関、南北東西に活路通ず。
‐大燈国師‐
【意味】
関所を通過できれば、その先はどこへでも道が広がっている。
【注釈】
・大燈国師(一二八三~一三三八)…臨済宗の僧。臨済宗大徳寺派の大本山である大徳寺を創建した。
【解説】
大燈国師が「雲門の関」という難解な公案(いわゆる禅問答)を解き、悟りを開いた時の心境を表した言葉とされる。そこから転じて次のような教訓を伝える言葉としても用いられる。
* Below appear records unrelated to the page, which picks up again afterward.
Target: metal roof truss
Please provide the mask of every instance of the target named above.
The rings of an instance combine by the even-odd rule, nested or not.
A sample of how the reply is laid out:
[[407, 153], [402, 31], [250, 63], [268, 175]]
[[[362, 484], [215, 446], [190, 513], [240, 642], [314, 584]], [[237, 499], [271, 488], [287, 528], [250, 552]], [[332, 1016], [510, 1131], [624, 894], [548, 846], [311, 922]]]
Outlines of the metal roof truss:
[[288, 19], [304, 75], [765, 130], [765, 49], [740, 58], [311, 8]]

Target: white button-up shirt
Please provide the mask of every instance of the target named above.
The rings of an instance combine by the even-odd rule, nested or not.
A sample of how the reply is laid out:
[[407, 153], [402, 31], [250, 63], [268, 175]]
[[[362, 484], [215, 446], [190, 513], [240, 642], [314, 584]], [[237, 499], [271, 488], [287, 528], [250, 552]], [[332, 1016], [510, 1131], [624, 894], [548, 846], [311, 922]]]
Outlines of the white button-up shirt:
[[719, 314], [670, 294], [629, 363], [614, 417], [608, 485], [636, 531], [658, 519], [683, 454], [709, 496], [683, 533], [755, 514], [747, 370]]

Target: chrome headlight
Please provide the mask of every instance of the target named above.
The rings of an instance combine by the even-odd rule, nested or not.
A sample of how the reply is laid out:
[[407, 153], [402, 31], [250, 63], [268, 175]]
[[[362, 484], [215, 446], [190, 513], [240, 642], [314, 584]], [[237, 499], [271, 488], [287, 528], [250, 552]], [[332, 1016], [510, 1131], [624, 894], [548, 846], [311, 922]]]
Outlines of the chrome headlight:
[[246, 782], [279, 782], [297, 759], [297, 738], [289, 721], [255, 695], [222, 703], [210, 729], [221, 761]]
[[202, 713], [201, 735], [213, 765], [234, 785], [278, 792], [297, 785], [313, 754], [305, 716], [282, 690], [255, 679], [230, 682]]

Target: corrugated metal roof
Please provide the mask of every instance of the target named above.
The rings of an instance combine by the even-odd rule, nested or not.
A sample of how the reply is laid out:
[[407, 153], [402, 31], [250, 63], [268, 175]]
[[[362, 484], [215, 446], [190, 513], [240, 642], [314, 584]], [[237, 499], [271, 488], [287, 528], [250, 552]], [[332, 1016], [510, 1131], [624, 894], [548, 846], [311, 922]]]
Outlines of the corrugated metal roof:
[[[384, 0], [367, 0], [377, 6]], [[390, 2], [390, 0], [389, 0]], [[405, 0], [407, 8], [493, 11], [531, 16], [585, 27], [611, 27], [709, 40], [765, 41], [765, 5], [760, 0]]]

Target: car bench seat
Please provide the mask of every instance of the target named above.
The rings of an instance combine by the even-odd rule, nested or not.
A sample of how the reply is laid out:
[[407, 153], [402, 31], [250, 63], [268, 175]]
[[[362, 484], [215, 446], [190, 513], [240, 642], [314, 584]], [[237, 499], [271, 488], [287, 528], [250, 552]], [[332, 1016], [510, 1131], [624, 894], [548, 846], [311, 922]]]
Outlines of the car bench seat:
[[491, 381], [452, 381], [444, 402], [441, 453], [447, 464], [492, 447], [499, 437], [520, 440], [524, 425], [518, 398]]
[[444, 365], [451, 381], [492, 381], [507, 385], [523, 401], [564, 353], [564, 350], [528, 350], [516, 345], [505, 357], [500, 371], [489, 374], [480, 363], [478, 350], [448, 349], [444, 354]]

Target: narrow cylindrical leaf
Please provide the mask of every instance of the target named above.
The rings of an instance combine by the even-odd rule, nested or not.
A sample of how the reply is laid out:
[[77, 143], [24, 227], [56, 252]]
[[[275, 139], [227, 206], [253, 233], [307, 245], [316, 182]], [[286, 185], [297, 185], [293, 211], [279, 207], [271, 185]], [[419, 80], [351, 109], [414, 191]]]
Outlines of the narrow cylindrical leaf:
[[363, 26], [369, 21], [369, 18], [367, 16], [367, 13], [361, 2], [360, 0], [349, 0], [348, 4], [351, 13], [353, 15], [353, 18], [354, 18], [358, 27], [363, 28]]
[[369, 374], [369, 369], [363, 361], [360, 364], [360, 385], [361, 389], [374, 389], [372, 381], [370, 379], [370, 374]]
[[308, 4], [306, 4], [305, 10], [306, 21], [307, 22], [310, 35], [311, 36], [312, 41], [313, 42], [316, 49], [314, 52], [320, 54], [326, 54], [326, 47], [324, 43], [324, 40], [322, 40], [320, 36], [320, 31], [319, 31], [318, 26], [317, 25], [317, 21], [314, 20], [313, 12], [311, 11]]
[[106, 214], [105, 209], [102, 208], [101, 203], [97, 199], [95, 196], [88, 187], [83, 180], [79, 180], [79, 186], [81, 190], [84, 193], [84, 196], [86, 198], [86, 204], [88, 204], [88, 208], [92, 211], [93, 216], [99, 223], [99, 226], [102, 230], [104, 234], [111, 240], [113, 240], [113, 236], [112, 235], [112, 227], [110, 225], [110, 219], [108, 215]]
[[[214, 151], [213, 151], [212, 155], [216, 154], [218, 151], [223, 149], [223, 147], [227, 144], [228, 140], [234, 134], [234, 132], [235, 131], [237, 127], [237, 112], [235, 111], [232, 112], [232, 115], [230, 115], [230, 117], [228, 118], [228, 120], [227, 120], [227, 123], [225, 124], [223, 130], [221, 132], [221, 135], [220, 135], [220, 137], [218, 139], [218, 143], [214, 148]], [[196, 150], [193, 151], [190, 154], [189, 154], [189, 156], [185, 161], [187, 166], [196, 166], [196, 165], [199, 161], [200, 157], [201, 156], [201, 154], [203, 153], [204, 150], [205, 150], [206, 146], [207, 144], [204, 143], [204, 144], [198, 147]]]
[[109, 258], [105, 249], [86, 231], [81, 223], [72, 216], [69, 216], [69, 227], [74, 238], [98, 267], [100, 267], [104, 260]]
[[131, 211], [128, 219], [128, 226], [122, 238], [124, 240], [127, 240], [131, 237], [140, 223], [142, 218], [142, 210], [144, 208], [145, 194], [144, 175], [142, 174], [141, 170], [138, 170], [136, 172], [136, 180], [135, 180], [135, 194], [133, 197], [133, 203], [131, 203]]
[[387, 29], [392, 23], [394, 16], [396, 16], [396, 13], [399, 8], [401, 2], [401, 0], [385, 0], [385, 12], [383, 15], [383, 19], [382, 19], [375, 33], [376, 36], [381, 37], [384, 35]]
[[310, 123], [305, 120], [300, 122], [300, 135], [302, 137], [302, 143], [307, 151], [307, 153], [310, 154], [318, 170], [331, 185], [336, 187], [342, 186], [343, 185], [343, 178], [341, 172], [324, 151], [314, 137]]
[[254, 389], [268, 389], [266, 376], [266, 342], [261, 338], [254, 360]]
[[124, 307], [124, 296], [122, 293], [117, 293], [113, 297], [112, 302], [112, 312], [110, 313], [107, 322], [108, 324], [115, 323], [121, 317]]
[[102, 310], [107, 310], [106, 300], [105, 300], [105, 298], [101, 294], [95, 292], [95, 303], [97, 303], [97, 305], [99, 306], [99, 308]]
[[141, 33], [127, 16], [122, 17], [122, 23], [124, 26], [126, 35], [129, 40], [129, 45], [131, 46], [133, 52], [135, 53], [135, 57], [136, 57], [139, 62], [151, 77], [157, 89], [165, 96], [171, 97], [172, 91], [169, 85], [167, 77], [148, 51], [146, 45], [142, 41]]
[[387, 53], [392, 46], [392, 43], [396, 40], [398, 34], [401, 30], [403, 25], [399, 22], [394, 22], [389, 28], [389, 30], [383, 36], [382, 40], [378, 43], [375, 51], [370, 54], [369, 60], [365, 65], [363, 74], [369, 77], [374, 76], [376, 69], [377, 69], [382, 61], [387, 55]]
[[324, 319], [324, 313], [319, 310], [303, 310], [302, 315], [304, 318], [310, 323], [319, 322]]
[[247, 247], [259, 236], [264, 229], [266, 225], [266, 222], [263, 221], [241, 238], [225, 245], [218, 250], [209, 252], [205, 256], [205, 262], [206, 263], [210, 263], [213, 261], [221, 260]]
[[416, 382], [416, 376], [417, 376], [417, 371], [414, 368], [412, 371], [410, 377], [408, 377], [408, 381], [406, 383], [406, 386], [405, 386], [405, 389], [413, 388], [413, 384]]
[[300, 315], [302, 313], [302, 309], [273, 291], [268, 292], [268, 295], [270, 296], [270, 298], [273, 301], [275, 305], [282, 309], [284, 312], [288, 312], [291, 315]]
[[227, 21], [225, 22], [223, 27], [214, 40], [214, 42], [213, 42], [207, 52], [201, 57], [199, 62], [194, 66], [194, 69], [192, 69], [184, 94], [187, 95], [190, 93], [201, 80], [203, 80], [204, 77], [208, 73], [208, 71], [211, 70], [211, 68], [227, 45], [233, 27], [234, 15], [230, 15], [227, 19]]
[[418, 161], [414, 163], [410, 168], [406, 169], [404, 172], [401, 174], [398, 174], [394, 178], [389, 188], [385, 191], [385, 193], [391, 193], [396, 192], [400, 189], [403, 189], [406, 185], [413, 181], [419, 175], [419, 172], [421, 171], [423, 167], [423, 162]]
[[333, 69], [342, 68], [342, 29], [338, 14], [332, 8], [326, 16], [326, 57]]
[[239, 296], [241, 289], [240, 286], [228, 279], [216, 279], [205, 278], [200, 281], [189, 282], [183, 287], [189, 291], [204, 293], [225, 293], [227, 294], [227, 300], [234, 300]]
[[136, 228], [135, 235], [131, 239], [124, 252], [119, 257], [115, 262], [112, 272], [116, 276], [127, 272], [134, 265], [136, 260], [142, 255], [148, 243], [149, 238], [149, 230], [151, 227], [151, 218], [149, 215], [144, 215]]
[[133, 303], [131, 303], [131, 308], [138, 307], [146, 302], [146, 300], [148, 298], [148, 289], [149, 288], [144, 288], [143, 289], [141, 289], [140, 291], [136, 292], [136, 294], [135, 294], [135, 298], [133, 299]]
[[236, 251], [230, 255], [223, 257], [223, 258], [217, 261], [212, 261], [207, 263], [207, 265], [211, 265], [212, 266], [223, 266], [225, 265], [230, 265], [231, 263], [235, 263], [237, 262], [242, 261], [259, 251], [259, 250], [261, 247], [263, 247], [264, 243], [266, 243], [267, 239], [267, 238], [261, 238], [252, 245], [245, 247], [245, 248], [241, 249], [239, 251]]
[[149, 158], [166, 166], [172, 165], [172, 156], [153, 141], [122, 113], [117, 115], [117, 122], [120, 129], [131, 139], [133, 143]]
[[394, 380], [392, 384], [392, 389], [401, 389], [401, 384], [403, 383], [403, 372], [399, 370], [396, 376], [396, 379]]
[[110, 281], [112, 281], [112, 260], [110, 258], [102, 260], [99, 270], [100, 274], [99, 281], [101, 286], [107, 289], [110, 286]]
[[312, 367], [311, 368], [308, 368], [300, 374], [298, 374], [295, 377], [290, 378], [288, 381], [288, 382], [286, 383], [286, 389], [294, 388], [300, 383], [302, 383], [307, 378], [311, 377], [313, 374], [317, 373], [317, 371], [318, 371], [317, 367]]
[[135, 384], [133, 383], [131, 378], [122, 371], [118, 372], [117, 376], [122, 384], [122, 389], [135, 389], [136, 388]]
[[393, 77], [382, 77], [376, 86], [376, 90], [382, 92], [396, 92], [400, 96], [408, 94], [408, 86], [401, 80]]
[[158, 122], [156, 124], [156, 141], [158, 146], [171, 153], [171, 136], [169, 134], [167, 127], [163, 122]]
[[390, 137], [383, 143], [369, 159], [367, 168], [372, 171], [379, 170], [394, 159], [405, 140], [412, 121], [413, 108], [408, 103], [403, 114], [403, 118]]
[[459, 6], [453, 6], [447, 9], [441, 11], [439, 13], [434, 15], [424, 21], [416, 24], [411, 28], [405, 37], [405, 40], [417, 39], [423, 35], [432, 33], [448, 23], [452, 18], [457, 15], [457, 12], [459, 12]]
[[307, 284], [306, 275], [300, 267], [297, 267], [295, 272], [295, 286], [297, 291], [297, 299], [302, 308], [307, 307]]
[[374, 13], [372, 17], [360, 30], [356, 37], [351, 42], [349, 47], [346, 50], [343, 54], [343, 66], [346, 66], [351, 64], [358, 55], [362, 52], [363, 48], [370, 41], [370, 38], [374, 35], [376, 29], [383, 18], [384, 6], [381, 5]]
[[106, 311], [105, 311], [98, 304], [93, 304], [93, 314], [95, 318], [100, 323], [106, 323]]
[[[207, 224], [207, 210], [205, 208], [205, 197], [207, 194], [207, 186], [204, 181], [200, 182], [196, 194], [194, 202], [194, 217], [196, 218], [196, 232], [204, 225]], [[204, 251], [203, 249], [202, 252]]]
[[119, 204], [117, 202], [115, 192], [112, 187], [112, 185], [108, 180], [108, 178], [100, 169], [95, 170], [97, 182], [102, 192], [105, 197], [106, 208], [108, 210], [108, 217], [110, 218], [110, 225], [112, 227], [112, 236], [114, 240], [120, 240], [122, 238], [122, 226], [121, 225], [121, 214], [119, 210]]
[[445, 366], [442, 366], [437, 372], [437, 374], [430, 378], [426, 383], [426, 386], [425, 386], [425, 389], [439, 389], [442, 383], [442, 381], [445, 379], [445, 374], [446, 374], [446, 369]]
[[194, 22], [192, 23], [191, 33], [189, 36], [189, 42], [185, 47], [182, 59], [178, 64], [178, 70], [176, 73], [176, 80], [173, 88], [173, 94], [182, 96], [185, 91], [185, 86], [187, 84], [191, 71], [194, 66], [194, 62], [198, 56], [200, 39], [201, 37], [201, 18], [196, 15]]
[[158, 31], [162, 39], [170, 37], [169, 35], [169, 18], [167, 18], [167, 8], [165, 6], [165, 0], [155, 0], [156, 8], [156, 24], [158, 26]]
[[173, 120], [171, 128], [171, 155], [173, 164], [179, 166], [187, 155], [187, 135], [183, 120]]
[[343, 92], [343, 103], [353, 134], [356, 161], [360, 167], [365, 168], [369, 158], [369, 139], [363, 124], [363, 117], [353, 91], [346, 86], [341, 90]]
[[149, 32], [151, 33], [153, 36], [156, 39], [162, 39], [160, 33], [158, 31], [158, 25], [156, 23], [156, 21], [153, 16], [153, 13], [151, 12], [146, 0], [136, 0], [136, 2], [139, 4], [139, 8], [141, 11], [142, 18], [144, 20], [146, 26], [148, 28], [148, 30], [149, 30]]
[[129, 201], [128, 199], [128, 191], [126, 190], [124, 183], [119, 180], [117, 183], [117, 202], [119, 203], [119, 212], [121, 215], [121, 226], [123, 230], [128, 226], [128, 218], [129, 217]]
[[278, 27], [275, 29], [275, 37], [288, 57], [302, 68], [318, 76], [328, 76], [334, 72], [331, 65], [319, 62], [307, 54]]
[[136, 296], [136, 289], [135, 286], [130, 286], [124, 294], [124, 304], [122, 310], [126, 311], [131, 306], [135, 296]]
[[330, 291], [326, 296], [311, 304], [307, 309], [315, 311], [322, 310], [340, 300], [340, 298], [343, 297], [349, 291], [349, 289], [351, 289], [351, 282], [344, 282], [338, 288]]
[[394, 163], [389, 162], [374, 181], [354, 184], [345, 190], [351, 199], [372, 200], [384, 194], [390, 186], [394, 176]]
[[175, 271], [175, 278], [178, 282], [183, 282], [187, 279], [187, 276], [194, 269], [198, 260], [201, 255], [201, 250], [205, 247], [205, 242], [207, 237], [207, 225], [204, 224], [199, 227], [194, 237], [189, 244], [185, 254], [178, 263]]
スポーツでも芸事でも、最初は楽しそうだと思って始めるだろう。しかし、ある段階までいくと、思うように上達できなくなる時が来る。これが「関」である。その時には楽しさよりも辛さや苦しさを感じるが、それを乗り越えれば、より上達して色々なことができるようになり、一層楽しくなる。これが「南北東西に活路通ず」ということだ。つまり、辛いことや苦しいことから逃げず努力すれば、必ずそれを乗り越えて大きく成長できるという話である。
お釈迦様は悟りを開く為に自分を痛めつける苦行に取り組んでいた。当時はそれが一般的な修行だったが、お釈迦様は無意味であると考え、瞑想による心身の安定によって悟りを開いた。
苦行をやめることは修行から逃げることではないか。周囲からの非難もあり、お釈迦様も悩んだだろう。しかし、自分で正しい方法を考えたからこそお釈迦様は仏となった。逃げずに努力するとは、闇雲に取り組むことではなく、どうすれば乗り越えることができるかを考えることである。それに気付いた時、どこへでも通じる道へ進むことができる。